Jindal Steel denies signing deal with Venezuela

Update: Jindal Steel completely and categorically denies signing of any agreement or committing to any investment in Venezuela

Jindal Steel Venezuela. Jindal Steel and Power Chairman, Naveen Jindal, has visited the plants in Bolivar territory with technicians.

update: Oct 2nd Monday: Jindal Steel and Power Ltd stated that it had neither signed an agreement nor committed to provide financing in Venezuela.

An agreement between Venezuela’s government and Jindal Steel & Power Co. will see the Indian company run the country’s largest iron-ore production facility, according to an Industry Insider report. This is the first time in years that an international company has invested in the country. 

In the coming months, the agreement is expected to be completed, generating many jobs and boosting economic growth. It’s also indicative of increased foreign investment in Venezuela and represents hope for the country’s struggling economy.

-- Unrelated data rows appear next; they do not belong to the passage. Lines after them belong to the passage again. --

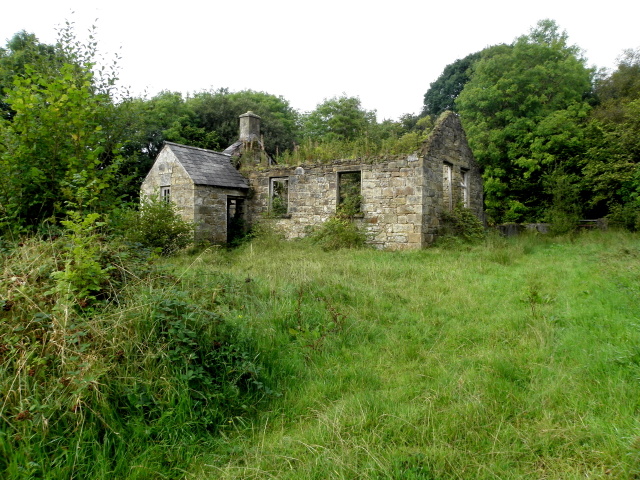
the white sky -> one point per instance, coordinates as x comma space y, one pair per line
386, 53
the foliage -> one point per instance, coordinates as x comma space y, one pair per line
482, 362
54, 150
565, 210
513, 108
219, 111
338, 118
130, 390
84, 275
24, 50
460, 223
338, 232
157, 224
443, 92
611, 164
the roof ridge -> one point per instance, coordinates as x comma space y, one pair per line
195, 148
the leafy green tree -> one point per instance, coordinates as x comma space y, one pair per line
611, 167
443, 92
338, 118
219, 112
22, 50
53, 151
511, 112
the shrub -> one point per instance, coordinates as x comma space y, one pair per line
625, 216
340, 231
157, 224
461, 223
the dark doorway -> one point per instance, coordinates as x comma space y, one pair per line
236, 225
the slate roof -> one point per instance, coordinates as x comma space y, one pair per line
206, 167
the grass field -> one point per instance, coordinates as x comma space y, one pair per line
511, 359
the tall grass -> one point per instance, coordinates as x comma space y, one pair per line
512, 359
131, 386
515, 358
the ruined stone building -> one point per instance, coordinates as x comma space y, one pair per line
398, 201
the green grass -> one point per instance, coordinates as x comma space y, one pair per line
513, 359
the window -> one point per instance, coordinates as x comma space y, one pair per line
465, 187
447, 184
349, 193
279, 196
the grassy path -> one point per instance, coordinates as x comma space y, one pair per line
515, 359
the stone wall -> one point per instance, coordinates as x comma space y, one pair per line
447, 148
391, 199
402, 199
167, 172
211, 212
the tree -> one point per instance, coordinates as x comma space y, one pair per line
611, 166
509, 108
219, 112
54, 152
443, 92
338, 118
22, 50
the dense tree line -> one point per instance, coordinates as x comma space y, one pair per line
556, 140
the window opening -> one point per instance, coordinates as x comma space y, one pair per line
447, 184
350, 193
465, 188
236, 227
279, 197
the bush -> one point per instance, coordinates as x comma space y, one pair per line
625, 216
461, 223
338, 232
158, 225
129, 389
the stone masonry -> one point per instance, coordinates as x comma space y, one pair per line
402, 199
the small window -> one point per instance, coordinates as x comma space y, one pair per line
279, 196
465, 188
350, 193
447, 186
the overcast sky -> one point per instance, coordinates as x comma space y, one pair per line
386, 53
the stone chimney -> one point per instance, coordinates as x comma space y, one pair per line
249, 127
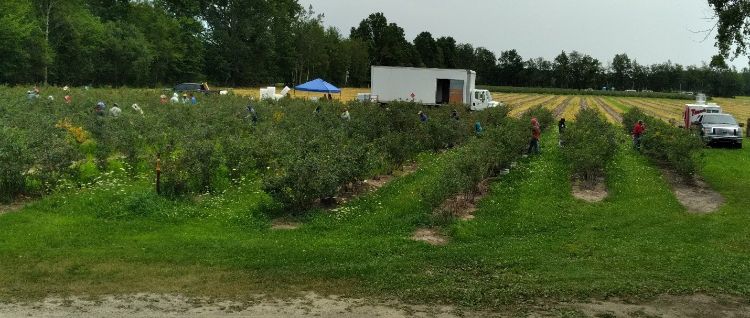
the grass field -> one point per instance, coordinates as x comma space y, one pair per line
662, 108
659, 107
530, 240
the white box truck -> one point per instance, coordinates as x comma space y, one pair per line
700, 107
429, 86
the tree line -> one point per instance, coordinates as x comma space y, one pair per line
261, 42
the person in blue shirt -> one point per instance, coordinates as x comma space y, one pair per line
423, 117
100, 108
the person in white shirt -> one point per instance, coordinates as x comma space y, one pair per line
137, 108
115, 111
345, 115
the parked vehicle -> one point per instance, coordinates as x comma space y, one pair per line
694, 111
196, 87
719, 128
429, 86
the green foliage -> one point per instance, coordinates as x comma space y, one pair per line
301, 157
676, 148
589, 144
13, 163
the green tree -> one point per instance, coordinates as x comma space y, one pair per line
622, 69
732, 27
510, 66
448, 52
561, 71
386, 41
486, 66
427, 49
21, 41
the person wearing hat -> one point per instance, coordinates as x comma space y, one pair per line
100, 108
478, 128
454, 115
115, 111
345, 115
536, 133
251, 112
137, 108
423, 117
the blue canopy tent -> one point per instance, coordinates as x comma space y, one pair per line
318, 86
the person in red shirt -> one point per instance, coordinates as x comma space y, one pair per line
638, 131
536, 132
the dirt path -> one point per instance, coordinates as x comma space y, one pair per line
313, 305
615, 115
584, 103
560, 109
156, 305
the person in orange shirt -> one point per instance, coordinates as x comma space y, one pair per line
536, 133
638, 131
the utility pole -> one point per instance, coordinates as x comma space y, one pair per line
158, 174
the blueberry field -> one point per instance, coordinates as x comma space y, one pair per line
292, 197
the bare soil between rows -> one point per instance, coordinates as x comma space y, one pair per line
314, 305
697, 196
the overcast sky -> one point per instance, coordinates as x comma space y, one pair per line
651, 31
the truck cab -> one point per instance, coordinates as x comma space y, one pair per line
481, 99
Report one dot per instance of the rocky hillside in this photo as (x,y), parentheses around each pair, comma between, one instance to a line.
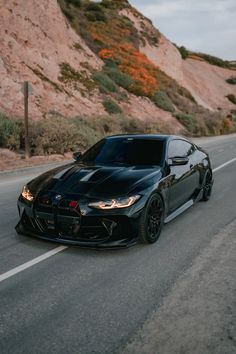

Nicolas Maduro’s government approved a deal with Jindal Steel & Power that would allow the company to operate the country’s largest iron-ore plant, CVG Ferrominera Orinoco. No specific details of the agreement, which was signed on Friday, have been disclosed.

The information department of the Ministry of Information and Jindal Steel & Power did not respond to requests for comment immediately.

The agreement is Venezuela’s first step towards releasing its metallurgic and mining industries to an international corporation, following the US sanctions in 2019, which will allow the country to become more international in its operations. Venezuela’s mining and heavy industries are all government-owned.

Read: Illegal gold Miners Accused of Destroying a Sacred Mountain in Venezuela

Ferrominera has a total annual capacity of 25,000 metric tons of iron ore and a proven reserve of 4.2 million metric tons. The plants have been operating below their potential due to mismanagement, lack of funding, and a power crisis that occurred in the country in 2009, this crisis led to the company reducing production to conserve energy.

The Jindal Steel and Power Chairman, Naveen Jindal, has visited the plants in Bolivar territory with technicians and the local media, the Tal Cual newspaper, reported on August’s technicians and the union.

In the absence of information from the government about the terms of the agreement, questions have arisen regarding the impact of the agreement on iron ore supply to local companies.

The association said a public and transparent economic opening is necessary, but this must be done in a public and transparent manner, according to Bloomberg.